Febrero en Euskadi: lluvia abundante y calor inusual marcan el mes, con fases de inestabilidad y tranquilidad
Euskadi Clima 11 March, 2026

Febrero en Euskadi: lluvia abundante y calor inusual marcan el mes, con fases de inestabilidad y tranquilidad

Un mes de febrero marcado por un inicio lluvioso y frío seguido de una etapa más estable y cálida. Euskalmet reporta una anomalía térmica positiva y precipitaciones persistentes, con vientos fuertes y varios avisos meteorológicos a lo largo del periodo.

Euskadi cerró #febrero con un perfil meteorológico atípico: un inicio marcado por la lluvia y el paso de borrascas atlánticas, seguido de una recta final más estable y, en general, más seca, impulsada por vientos del sur.

La Agencia Vasca de Meteorología, Euskalmet, dio cuenta de un mes 'muy húmedo y muy cálido', con una anomalía térmica positiva de aproximadamente 2,4 °C respecto al periodo de referencia 1991-2020.

Este balance térmico contrastó con un inicio del mes en el que predominaba un ambiente más frío y, en cotas bajas, se registraron nevadas puntuales.

En lo que respecta a precipitaciones, febrero presentó episodios de lluvia persistente durante la mayor parte del mes, especialmente en el segundo tercio.

Aun así, el balance seco de la última fase no impidió que el mes se situara entre los febreros más lluviosos de lo que llevamos de siglo en la región, sin alcanzar, eso sí, los récords de 2013, 2015 y 2016.

Los acumulados más elevados se concentraron en la vertiente cantábrica, especialmente entre el nordeste de Gipuzkoa, el interior de Bizkaia y Gipuzkoa y la divisoria de aguas.

Valores representativos incluyeron 337,4 mm en Eskas, 264,8 mm en Mallabia, 253,3 mm en Añarbe y 241,6 mm en Zegama, además de otras estaciones con acumulados superiores a los 200 mm (Muxika, Berna, Aixola y Ameraun).

En cuanto a las temperaturas, el mes ha sido claramente cálido en el conjunto del territorio. La anomalía positiva media ha rondado los 2,4 °C, con valores cercanos a los 12 °C en la costa y 8 °C en la Llanada Alavesa. Estos valores se elevaron especialmente durante la última parte del mes, cuando el predominio del viento del sur favoreció temperaturas máximas elevadas para la época, sobre todo en la vertiente cantábrica.

Todo ello contrasta con un inicio más invernal, con ambiente más frío y algunas nevadas en cotas relativamente bajas.

El viento también ha tenido cierto protagonismo durante el mes, con varios episodios asociados al paso de borrascas atlánticas.
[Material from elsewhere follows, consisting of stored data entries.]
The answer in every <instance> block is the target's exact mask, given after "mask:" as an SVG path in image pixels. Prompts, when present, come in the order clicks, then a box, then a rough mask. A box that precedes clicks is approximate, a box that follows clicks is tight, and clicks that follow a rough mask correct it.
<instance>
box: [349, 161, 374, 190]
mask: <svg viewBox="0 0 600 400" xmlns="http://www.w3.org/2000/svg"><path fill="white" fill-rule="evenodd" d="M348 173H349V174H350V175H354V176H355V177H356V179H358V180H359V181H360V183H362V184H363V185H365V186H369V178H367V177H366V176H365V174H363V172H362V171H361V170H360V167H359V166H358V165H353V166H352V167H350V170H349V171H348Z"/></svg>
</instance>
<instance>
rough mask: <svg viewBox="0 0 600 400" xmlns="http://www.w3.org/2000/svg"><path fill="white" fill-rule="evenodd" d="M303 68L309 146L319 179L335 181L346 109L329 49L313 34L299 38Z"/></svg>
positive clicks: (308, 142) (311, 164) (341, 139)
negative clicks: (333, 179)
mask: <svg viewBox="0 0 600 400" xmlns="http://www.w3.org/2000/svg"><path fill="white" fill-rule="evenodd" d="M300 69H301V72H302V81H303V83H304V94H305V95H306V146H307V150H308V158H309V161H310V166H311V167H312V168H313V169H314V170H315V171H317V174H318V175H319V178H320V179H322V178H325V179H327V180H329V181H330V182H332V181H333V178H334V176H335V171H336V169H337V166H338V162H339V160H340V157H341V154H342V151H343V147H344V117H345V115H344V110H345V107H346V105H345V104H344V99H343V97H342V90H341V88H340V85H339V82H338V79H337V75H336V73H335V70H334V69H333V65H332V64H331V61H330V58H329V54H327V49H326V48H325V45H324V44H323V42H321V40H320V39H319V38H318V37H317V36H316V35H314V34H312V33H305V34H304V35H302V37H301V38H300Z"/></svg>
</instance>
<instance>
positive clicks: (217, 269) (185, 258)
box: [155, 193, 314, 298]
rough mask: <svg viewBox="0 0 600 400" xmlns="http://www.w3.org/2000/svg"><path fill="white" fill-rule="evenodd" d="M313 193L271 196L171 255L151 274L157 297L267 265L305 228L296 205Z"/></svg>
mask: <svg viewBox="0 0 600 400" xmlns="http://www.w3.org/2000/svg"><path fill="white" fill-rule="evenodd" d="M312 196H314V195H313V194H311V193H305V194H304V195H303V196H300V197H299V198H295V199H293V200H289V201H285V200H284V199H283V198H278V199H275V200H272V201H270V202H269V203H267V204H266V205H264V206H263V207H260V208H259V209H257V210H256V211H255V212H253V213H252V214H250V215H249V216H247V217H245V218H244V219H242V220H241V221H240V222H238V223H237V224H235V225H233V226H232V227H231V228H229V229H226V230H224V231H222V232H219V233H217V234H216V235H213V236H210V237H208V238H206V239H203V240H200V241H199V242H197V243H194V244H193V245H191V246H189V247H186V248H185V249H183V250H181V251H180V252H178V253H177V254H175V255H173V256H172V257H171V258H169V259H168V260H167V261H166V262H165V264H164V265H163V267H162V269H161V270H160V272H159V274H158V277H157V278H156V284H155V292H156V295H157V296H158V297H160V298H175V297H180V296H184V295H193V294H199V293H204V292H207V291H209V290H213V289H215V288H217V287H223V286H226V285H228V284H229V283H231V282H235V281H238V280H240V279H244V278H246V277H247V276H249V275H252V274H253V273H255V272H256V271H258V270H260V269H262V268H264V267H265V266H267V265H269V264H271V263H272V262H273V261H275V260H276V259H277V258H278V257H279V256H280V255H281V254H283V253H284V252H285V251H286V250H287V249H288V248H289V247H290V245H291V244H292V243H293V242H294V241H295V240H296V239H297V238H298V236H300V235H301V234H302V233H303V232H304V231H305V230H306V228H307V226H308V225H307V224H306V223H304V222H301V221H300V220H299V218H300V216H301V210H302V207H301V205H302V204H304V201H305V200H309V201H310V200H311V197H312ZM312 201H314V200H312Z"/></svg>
En general ha predominado el flujo desde el suroeste y el sur, que en algunos momentos ha soplado con rachas fuertes, especialmente en zonas expuestas de montaña y del litoral.

Del día 11 al 13 se registraron rachas huracanadas con vientos de 149,6 km/h en Matxitxako (la racha más intensa del mes), 138,6 km/h en Cerroja y 130,5 km/h en Urkiola.

En lo que respecta a la #meteorología adversa

En lo que respecta a la meteorología adversa, durante el mes se emitieron 33 avisos amarillos, de los cuales 17 estuvieron relacionados con la mar (8 por mal estado de la mar para navegación, 8 por impacto en costa y 1 por rociones y salpicaduras), 11 con viento (8 en zonas expuestas y 3 en zonas no expuestas), 4 con precipitaciones persistentes y 1 con nevadas.

Asimismo, se activó una alerta naranja por altura de ola para la navegación.

Desde una perspectiva histórica, este patrón de febrero encaja con la dinámica oceánico-atlántica que suele dominar el Cantábrico: rachas de viento intenso, abundantes precipitaciones y periodos de calma relativa.

En el marco del cambio climático, las proyecciones indican mayores escenarios de extremos meteorológicos y cambios en la distribución estacional de temperaturas y lluvias, lo que refuerza la necesidad de una gestión más adaptativa de recursos hídricos, infraestructuras y servicios de emergencia.

En Euskadi, estos registros refuerzan la importancia de la vigilancia constante de Euskalmet y de la preparación de protocolos de alerta para la navegación, la costa y las zonas montañosas.

Mirando hacia marzo, los pronósticos señalan una cierta continuidad de la influencia atlántica, con posibilidades de nuevos cambios entre fases nubladas y periodos de mayor estabilidad.

Aún así, la meteorología puede ser volátil en esta región, por lo que las autoridades recomiendan permanecer atentos a los avisos y seguir las indicaciones de protección civil y servicios de emergencias para minimizar impactos.